– Хм… Риалон, у меня холостяцкий дом, – нахмурился Мальдонадо.
– У похитителей будет намного печальнее, чем у вас, – парировал Риалон. – Сеньорита потерпит ради собственной безопасности. Кровать у вас найдется? Свободная?
– Найдется. Но…
– Вот и все. Чего тут размышлять? Сейчас приедет Висента, поменяется одеждой с Мерседес – и сеньорита Веласкес уедет. А две другие девушки поедут домой к Веласкесам. И ритана Феола, случись что, сможет защищать младших… кто там? Хавьер? Гонсало?
– Хавьер Николас и Гонсало Самуэль, – Мерседес осознала, что опасность может грозить и ее братьям, и побледнела. – Фи… прошу тебя! Умоляю!
Что поделать.
Мединцы… кровь – сказывается. Мерседес была не то чтобы глупа, нет. Просто многое она воспринимала словно сквозь водяную призму. Вот она, вот стена воды, стена ее отделяет от происходящего, в этом нет ничего страшного, просто некоторые вещи осознаются позднее, а некоторые не так остро, как могли бы. Теряют они свою силу, проходя через эту стену.

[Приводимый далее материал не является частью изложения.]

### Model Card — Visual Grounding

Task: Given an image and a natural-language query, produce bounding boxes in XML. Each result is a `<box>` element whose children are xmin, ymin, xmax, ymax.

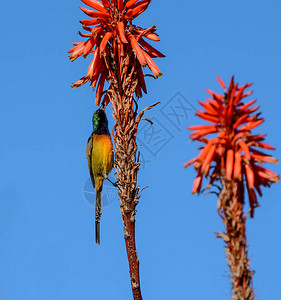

Девушка этого не осознавала, для нее все было в порядке вещей. Но угроза близким… вот это тоже было у мединцев в крови.
Свой – чужой.
Свои – по крови ли, по духу, они заслуживают полного и абсолютного доверия.
Чужие? К ним надо относиться равнодушно. Может, завтра Богиня кого-то из них пожелает в качестве закуски… что ж теперь – бутерброд любить? Любить, но не как одушевленный предмет, понятно. А если так относишься, то и о чувствах других людей тоже не думаешь. И про их судьбы тоже… зачем?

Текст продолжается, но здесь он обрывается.